文化庁所管の日本交響楽振興財団が行なっている「小学校における音楽教育プログラム2010」に、全国から2校だけ選ばれた「音楽教育モデル校」に指定され、1年間にわたりクラシック音楽を楽しく学ぶ教育実践が行われてきた山梨学院小学校で1月21日、教育プログラム最後のワークショップ「プロの演奏家が合奏の楽しさを直接指導する公開レッスン」が行われた。東京ニューシティ管弦楽団の3人の楽団員が、山梨学院小トワイライトスクールで楽器専科を受講している児童たち12人を舞台の上で直接指導した。この日のために、3ヶ月間特訓を重ねたフルート・ヴァイオリン・ピアノを学ぶ12人の児童にとっては、山梨学院大メモリアルホールが夢を実現させる舞台となった。最初は、緊張した表情で登場した子供たちだったが、次第に落ち着きを取り戻し、プロの巧みな指導で音の強弱のつけ方や全員の呼吸の合わせ方を身に着け、短い時間で自分たちの演奏を素晴らしい音色の演奏に変えた。

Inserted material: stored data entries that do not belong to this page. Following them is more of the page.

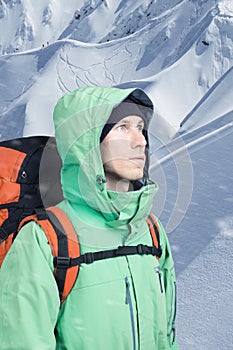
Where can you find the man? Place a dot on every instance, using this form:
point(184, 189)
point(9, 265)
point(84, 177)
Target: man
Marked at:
point(122, 303)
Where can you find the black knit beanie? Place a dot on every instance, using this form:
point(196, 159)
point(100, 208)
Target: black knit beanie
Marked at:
point(125, 108)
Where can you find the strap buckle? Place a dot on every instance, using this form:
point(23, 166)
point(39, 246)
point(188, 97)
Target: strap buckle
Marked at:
point(62, 262)
point(88, 258)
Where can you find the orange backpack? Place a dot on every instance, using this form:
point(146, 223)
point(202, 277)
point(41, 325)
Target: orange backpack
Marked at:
point(26, 181)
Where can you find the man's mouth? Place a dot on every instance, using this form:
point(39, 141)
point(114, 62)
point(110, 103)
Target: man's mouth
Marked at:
point(138, 159)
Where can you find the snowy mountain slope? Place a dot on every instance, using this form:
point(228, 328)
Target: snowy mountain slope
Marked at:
point(217, 102)
point(202, 243)
point(181, 53)
point(139, 56)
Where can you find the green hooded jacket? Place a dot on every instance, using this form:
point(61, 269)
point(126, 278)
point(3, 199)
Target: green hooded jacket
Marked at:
point(126, 303)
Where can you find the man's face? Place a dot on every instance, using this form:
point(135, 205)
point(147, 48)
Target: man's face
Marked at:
point(123, 150)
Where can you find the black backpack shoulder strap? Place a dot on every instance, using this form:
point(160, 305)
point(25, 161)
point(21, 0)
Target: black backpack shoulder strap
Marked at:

「小学校における音楽教育プログラム2010」は、公益財団法人日本交響楽振興財団が、交響楽の振興と情操教育の充実を目指して取り組んでいる事業。プロの音楽家の協力により、一般の授業の中にワークショップやコンサートを取り込み、クラシック音楽の振興と子供たちの感性を豊かに育む活動を2007年度から行なっている。2010年度は、山梨学院小と甲府市立新田小が全国から2校だけ選ばれた。昨年6月17日に、山学大メモリアルホールで開催された東京ニューシティ管弦楽団のコンサートを皮切りに、低学年を対象にした第1回ワークショップ「準備体操も音楽!?」など5回のワークショップとミニ・コンサート、ホール・コンサートが行われてきた。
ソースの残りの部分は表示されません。